= Ted Lapidus =

French fashion designer (1929–2008)

Edmond "Ted" Lapidus (23 June 1929 - 29 December 2008) was a French fashion designer. He was born in Paris, the son of a Russian-Jewish émigré tailor.

Lapidus was considered the creator and pioneer of the unisex fashion look and is credited with introducing a military and safari look into haute couture. He is credited as the first designer to put military-style shoulder straps on both male and female clothing, and with making blue jeans part of the mainstream of fashion design.

After an apprenticeship with Dior, Lapidus started his own fashion label in 1951, and gained prominence in the 1960s when French celebrities such as Brigitte Bardot, Françoise Hardy and Alain Delon started wearing his creations.
Lapidus proved influential outside France, too, and was the first designer to persuade Twiggy to wear a suit and tie rather than a mini-skirt. John Lennon was another admirer and in 1969 he asked Lapidus to design a white leather bag to house a set of fourteen erotic lithographs he had made. Known as "Bag One", the limited edition of 300 bags incorporated zips, handles and a lock, as well as Lennon's signature in black, and was hand-stitched in Italy and later autographed by The Beatles.
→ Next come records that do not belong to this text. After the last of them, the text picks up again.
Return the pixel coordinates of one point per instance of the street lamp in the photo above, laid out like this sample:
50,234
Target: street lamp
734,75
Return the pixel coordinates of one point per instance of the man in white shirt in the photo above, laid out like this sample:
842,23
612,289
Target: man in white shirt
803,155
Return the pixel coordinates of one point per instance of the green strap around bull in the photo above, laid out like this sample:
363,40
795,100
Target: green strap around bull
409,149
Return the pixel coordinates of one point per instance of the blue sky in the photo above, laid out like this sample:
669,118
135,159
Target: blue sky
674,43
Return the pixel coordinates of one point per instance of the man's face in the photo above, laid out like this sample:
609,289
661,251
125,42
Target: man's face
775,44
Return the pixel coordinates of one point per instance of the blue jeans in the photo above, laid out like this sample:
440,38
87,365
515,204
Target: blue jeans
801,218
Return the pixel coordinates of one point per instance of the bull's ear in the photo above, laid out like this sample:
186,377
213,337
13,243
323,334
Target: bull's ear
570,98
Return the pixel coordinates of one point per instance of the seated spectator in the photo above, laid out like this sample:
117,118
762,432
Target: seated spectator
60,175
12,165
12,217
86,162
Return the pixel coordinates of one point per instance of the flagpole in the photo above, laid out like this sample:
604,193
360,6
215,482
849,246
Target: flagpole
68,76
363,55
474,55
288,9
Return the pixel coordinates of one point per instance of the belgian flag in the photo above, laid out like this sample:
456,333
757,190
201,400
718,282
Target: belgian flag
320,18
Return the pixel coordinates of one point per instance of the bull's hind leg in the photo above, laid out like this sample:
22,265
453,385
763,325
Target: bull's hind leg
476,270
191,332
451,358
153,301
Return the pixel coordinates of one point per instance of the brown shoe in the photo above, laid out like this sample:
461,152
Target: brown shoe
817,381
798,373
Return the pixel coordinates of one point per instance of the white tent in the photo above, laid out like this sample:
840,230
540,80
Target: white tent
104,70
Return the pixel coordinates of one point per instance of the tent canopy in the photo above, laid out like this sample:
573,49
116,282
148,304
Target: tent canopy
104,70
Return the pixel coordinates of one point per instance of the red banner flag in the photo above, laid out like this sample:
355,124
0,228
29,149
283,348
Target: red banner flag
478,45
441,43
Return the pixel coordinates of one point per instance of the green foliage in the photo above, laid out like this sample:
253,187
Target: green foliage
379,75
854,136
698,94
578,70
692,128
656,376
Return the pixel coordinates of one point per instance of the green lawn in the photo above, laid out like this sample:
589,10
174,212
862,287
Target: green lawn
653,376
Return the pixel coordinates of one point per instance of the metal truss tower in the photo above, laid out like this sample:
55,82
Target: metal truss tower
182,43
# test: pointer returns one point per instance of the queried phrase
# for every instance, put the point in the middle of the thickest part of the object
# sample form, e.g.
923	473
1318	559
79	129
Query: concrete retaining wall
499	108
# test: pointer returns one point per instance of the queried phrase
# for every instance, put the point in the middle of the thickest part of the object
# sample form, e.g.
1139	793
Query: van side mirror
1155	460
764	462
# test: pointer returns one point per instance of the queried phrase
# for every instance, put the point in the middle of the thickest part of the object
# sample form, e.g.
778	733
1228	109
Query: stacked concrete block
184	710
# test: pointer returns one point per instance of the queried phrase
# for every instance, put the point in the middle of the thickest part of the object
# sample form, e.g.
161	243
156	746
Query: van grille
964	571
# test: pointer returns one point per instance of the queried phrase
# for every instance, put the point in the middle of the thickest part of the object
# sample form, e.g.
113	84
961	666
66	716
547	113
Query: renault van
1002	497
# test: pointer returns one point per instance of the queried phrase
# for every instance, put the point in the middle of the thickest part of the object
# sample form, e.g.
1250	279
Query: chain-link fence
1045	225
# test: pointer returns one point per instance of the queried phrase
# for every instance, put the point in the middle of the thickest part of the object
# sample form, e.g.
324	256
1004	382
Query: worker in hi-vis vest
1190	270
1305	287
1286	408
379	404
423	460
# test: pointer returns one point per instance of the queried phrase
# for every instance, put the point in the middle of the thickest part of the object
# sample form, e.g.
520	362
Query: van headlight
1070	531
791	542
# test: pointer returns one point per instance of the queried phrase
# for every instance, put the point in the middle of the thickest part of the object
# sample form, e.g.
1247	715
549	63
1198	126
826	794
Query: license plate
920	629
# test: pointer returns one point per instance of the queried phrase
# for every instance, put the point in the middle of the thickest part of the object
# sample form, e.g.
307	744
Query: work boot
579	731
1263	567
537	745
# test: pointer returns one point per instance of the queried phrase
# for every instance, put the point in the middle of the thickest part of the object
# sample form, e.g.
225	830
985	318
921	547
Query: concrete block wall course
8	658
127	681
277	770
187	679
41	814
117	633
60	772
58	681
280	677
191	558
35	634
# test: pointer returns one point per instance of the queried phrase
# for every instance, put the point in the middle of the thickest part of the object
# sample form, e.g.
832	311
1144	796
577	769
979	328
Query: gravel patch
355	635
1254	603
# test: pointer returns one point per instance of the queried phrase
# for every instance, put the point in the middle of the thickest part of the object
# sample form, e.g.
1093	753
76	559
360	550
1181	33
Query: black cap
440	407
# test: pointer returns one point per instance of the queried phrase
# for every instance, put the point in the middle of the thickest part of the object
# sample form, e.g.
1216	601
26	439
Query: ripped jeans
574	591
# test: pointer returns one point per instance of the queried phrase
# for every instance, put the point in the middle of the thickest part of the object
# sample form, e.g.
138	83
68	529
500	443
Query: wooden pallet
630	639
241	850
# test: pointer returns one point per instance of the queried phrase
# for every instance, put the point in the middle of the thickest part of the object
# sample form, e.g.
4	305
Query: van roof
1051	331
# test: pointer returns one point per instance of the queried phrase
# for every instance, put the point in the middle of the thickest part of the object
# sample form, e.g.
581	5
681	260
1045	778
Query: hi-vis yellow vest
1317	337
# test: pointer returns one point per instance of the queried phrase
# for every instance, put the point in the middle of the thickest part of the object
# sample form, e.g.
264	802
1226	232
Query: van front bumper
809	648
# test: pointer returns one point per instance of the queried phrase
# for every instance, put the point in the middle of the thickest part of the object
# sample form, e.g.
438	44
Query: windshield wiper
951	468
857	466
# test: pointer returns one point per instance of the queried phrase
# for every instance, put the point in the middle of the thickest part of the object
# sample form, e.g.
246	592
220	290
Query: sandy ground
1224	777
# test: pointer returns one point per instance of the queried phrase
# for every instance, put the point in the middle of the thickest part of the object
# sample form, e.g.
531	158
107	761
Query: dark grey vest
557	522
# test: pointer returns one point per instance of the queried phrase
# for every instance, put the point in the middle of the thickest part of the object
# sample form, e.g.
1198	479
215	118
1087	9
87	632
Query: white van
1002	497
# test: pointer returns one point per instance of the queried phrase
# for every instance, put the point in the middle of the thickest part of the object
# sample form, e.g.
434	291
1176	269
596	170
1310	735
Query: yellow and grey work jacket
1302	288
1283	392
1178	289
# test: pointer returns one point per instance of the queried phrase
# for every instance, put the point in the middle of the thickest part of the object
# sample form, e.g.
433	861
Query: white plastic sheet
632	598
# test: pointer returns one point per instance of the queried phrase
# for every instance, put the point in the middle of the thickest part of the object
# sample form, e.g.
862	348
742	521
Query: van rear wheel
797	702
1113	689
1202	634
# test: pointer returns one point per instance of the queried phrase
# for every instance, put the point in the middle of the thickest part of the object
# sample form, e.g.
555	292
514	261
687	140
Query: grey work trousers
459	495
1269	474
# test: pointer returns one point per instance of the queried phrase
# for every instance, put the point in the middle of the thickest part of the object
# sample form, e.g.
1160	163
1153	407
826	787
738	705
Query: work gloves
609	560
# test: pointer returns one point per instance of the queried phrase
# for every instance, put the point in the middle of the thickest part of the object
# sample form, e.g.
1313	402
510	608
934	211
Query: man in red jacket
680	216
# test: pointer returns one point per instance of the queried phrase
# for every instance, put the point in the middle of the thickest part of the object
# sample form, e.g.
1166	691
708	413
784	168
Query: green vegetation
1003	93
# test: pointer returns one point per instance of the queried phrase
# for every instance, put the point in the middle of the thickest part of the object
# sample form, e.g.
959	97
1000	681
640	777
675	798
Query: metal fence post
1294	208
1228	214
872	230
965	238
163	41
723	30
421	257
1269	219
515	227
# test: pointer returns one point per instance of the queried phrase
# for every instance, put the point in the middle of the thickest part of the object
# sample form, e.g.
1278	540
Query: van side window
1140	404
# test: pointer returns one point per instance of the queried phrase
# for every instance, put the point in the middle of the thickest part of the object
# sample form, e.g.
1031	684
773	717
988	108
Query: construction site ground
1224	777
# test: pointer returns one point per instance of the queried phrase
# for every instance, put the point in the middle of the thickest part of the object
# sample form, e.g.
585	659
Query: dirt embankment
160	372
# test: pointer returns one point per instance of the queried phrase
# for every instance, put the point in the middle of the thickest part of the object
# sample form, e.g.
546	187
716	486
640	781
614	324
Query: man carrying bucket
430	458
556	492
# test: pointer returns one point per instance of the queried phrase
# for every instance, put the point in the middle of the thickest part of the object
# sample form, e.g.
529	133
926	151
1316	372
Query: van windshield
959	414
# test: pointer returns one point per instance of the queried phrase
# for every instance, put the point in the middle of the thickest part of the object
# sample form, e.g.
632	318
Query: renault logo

Lapidus also designed the white suit that Lennon wore on the cover of The Beatles' Abbey Road album.
He was admitted to the Chambre syndicale de la haute couture parisienne in 1963. He designed the safari suit, a style of men's suit that was popular in Australia in the 1970s.
In the late 1970s the Lapidus label started to produce fashion accessories as the haute couture market declined. In 1989 Ted Lapidus's son Oliver Lapidus took over the Lapidus label. Lapidus sponsored the French Automobiles Gonfaronnaises Sportives Formula One auto racing team in 1990 via the Ted Lapidus product name. In 1996 Lapidus designed both the home and away uniforms for the Sport Club Corinthians Paulista, which were used that year in the Copa Libertadores and the Copa Conmebol. In 2000 the Lapidus label ceased producing haute couture and is now primarily known for its fashion accessories of watches and fragrances.

Lapidus died in Cannes, aged 79, from pulmonary complications brought on by leukaemia. He is buried in the Père Lachaise Cemetery in Paris.
 French President Nicolas Sarkozy paid tribute and said Lapidus had "democratised French elegance and classicism" and "made fashion accessible to men and women in the street." Sarkozy's statement called him "the poet of French couture".

Lapidus was married twice. He is survived by two sons, Olivier and Thomas, and a daughter, Eloise.